30 Ağustos 2019, BAŞAK Burcu'nda YENİAY: Hesap Zamanı…

30 Ağustos 2019, BAŞAK Burcu'nda YENİAY: Hesap Zamanı…
İlüstrasyon: Leonardo Santamaria
30 Ağustos 2019 günü, İstanbul’a göre 13:37 itibariyle, YENİAY adını verdiğimiz Güneş & AY kavuşumu tam halini alıyor. YENİAY haritasını yorumlarken aşağudaki göstergeleri dikkate alıyorum;
- AY ve Güneş Başak Burcu’nun 7’inci derecesinde ve haritanın 9’uncu evinde kavuşum halindeler.
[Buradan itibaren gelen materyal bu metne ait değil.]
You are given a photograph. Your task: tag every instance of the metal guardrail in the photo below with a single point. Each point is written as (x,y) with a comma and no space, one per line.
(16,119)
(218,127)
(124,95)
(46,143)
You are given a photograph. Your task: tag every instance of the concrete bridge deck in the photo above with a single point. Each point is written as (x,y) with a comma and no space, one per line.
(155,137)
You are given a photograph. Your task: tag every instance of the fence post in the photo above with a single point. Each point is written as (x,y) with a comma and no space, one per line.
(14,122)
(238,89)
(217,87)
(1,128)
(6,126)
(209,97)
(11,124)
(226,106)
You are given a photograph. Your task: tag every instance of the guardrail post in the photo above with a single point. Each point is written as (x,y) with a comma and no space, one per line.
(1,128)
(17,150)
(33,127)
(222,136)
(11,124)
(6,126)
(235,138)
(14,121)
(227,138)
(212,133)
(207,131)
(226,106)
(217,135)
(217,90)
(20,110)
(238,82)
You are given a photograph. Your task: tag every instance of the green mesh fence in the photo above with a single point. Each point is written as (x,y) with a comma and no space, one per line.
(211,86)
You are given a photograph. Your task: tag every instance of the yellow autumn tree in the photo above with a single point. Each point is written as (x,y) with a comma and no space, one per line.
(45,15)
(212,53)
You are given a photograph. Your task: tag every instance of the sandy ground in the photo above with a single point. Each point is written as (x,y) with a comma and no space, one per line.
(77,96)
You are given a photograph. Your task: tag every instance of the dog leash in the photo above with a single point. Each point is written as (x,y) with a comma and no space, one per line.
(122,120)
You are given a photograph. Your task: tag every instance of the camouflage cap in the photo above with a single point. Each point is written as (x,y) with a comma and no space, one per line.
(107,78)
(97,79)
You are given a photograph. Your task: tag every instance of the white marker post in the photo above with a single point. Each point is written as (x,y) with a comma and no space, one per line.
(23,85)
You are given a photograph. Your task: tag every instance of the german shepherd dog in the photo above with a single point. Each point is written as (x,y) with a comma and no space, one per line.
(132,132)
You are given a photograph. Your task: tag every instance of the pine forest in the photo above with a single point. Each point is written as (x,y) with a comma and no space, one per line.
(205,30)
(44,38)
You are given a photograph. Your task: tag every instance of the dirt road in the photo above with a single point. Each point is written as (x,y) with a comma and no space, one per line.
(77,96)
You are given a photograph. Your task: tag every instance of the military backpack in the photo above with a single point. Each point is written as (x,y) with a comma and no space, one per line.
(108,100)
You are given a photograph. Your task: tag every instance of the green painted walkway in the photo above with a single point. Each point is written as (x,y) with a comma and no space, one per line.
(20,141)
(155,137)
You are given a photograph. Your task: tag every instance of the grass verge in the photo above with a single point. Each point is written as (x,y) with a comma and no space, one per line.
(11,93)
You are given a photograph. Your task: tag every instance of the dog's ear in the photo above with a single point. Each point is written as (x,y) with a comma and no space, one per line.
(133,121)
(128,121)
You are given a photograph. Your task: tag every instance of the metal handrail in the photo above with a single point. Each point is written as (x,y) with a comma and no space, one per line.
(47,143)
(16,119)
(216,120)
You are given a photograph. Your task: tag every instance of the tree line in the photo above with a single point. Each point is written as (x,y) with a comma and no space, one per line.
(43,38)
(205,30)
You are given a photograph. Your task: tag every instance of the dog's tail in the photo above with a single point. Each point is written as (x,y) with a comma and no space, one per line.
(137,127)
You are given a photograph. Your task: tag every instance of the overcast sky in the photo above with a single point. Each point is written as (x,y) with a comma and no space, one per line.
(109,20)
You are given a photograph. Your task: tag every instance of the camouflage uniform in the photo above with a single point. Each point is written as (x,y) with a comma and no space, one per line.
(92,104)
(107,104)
- 9’uncu Ev, Venüs, Mars, Güneş, AY, Juno ve Merkür’den oluşan kalabalık bir grubu Başak Burcu’nda ve 10 derecelik bir Stelyum yayı içinde ağırlıyor!
- Retro konumdaki Uranüs, YENİAY’a üçgen açı yapıyor.
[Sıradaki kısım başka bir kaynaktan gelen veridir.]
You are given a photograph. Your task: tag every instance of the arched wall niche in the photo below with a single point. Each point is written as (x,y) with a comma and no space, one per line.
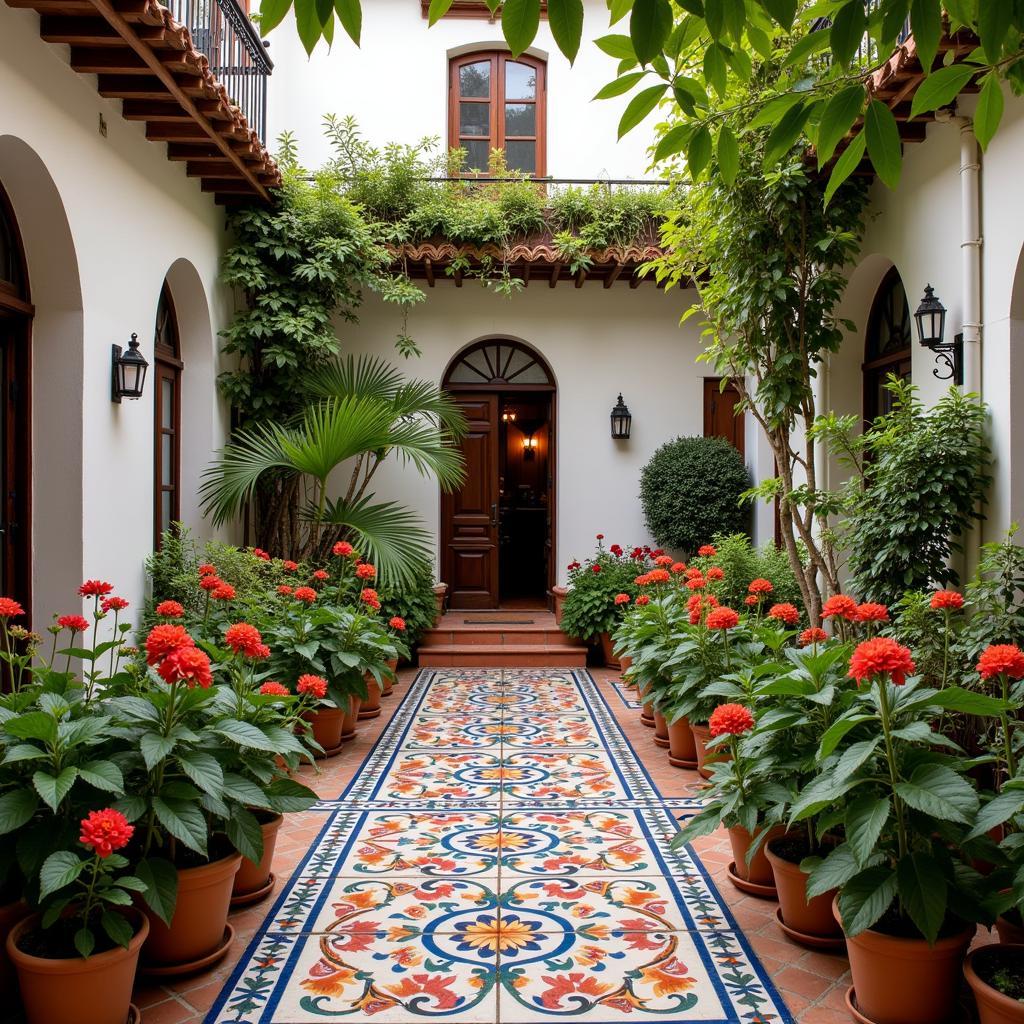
(56,376)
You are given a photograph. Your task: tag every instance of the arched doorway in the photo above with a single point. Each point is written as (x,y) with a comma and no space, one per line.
(498,529)
(15,418)
(887,346)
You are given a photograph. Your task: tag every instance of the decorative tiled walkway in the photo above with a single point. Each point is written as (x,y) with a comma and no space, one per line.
(501,855)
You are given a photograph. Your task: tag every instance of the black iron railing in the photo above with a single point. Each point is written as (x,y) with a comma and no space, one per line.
(238,56)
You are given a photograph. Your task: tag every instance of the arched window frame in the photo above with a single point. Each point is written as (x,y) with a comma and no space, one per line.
(167,417)
(498,136)
(879,363)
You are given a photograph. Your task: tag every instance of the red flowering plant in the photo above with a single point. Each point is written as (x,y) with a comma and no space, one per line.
(590,607)
(897,794)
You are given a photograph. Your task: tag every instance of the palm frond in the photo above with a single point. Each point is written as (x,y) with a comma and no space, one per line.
(239,465)
(389,535)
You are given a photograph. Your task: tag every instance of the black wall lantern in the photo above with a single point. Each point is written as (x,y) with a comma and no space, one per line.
(128,374)
(931,317)
(621,421)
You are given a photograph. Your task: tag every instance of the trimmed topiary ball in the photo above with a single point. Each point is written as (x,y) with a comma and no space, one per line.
(690,492)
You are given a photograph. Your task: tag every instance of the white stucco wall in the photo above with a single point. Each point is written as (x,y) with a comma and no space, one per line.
(103,219)
(598,342)
(396,85)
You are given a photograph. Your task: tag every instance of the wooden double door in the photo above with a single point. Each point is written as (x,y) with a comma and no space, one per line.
(482,522)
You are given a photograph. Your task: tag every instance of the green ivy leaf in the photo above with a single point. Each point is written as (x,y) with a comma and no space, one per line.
(565,22)
(837,120)
(989,111)
(639,107)
(520,19)
(650,24)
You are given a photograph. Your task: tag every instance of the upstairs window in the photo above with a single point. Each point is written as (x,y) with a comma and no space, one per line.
(498,102)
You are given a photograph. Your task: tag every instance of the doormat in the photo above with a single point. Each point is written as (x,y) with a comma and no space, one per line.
(502,854)
(498,622)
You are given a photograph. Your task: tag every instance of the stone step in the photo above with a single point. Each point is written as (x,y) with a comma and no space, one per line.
(506,656)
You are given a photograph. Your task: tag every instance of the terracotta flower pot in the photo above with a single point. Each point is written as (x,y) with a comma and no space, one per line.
(682,751)
(701,737)
(252,877)
(1010,929)
(993,1007)
(759,870)
(371,708)
(559,594)
(10,914)
(87,990)
(660,730)
(389,680)
(905,981)
(440,590)
(198,928)
(610,660)
(328,725)
(351,717)
(802,918)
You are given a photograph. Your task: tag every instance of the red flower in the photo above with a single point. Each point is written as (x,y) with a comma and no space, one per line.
(722,619)
(315,685)
(165,638)
(186,665)
(104,832)
(244,639)
(1001,659)
(947,600)
(870,612)
(881,656)
(95,588)
(784,612)
(813,635)
(730,720)
(840,606)
(74,623)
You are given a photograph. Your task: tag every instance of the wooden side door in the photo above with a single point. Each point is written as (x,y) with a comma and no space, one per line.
(469,516)
(720,414)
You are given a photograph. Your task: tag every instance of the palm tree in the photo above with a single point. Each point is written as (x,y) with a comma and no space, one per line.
(360,411)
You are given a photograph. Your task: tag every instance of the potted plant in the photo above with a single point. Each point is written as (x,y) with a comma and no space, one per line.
(76,960)
(744,797)
(906,895)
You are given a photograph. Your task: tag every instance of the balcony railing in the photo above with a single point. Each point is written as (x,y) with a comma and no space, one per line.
(221,30)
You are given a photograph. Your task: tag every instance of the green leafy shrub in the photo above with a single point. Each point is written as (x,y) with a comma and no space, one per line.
(690,491)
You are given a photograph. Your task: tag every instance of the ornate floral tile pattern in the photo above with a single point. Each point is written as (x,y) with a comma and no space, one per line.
(502,856)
- Venüs MC noktası ile kavuşum yaptığı için aslında Stelyumun tüm bileşenleri MC ile dolaylı bir bağlantıya girmiş oluyorlar.
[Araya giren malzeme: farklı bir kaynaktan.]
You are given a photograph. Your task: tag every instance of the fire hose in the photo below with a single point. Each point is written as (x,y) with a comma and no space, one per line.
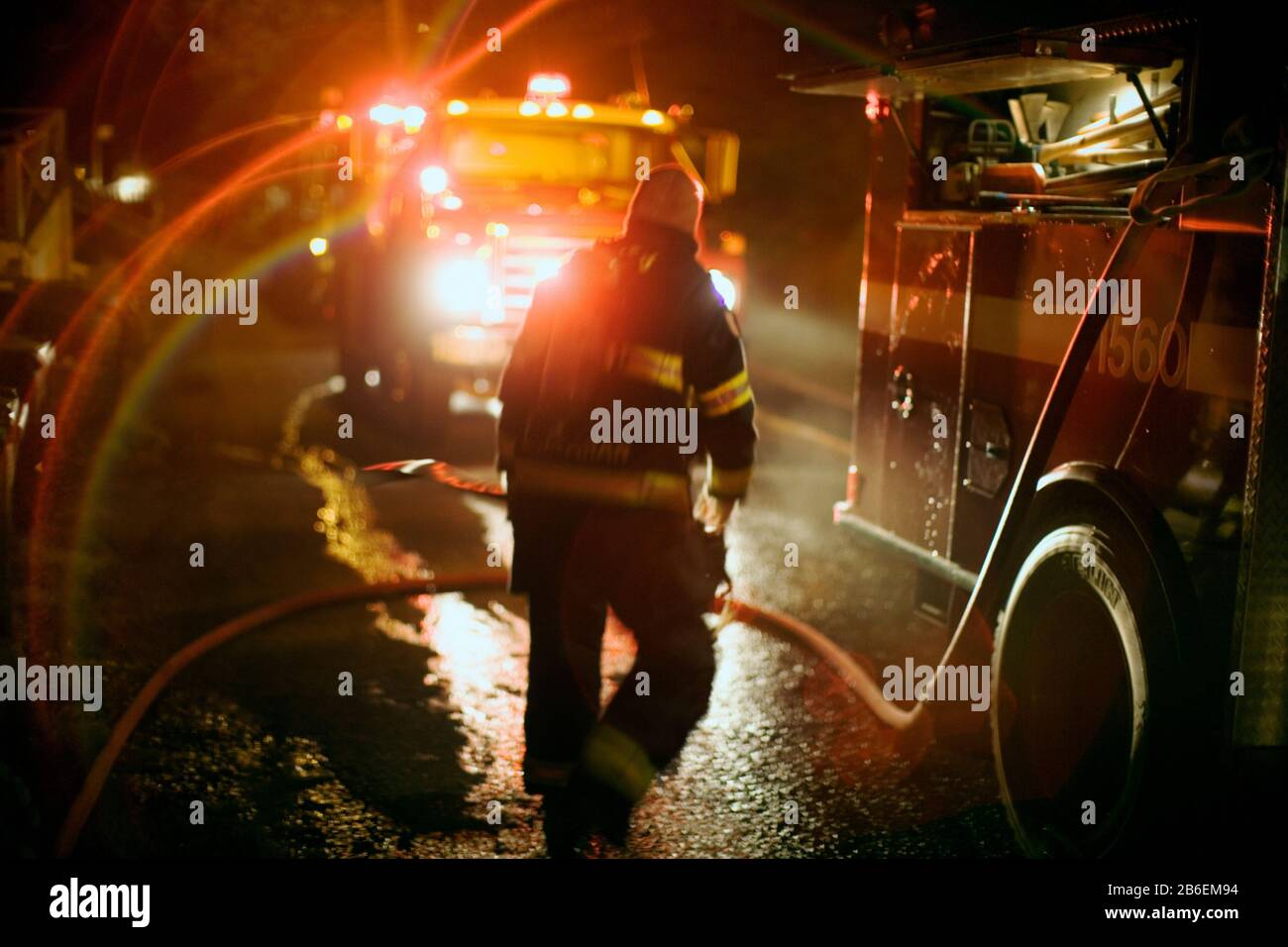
(767,618)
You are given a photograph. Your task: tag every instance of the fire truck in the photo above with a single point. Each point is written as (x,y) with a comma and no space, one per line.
(469,204)
(1072,405)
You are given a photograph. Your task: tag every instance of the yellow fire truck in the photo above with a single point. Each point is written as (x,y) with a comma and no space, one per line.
(469,204)
(1072,405)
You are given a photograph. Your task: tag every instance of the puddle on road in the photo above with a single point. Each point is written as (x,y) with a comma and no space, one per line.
(759,748)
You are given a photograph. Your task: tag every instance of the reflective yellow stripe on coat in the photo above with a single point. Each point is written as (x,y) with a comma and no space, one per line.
(725,397)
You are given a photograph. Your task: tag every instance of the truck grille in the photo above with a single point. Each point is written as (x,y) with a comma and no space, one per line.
(529,258)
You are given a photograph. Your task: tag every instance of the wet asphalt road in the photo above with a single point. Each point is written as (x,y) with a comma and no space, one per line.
(236,446)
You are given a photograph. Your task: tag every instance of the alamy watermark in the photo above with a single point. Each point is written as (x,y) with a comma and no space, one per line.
(76,899)
(911,682)
(1098,296)
(651,425)
(179,296)
(76,684)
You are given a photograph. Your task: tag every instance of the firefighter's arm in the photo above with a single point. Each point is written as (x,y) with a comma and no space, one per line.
(716,368)
(522,376)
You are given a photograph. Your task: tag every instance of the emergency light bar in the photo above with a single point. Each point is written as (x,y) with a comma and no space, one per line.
(552,85)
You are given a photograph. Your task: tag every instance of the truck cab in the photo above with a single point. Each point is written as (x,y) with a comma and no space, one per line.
(472,204)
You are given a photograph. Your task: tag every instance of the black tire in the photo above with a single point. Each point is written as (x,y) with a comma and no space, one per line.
(1089,688)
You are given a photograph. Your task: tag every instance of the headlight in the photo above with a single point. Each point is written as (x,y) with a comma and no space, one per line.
(433,179)
(459,285)
(725,289)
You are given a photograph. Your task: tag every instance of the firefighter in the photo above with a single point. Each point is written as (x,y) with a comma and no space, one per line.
(608,522)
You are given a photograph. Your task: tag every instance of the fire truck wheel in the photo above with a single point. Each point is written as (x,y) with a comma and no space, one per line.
(1086,685)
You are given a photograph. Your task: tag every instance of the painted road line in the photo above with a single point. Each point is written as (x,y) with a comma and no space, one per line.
(799,385)
(805,432)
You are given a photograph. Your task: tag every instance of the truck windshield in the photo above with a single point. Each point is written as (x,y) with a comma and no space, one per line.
(557,154)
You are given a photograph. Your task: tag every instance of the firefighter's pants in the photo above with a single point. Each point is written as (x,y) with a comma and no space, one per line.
(649,567)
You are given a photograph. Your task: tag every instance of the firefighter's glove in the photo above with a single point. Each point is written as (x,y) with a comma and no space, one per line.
(712,512)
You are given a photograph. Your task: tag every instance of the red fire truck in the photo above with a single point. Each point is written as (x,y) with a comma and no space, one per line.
(469,204)
(1072,405)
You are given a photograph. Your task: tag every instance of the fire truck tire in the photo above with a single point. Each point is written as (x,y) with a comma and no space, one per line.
(1089,712)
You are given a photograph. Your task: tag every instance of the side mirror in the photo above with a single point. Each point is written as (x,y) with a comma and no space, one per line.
(721,165)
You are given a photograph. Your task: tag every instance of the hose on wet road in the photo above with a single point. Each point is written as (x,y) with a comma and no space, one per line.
(732,609)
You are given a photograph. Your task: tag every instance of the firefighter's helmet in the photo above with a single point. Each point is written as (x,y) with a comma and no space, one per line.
(669,197)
- ”Göklerin Yargıcı” olarak anılan Thuban ve ”Yolsuzlukların Efendisi” Zosma Sabit Yıldızları da bu Stelyuma dahil oluyorlar.
- Haritanın Yükselen Noktası 0 derece Yay. Yay’ın yöneticisi Jüpiter 14 derece Yay Burcu’nda, artık retrodan kurtulmuş durumda, haritanın 1’inci evinde ve MC ve IC noktalarına T-Kare yapıyor!
- IC Noktasında Retro Neptün ve Lilith kavuşumu yer alıyor. Yani Lilith’in bu kadar ÇAMUR hali de az görülür…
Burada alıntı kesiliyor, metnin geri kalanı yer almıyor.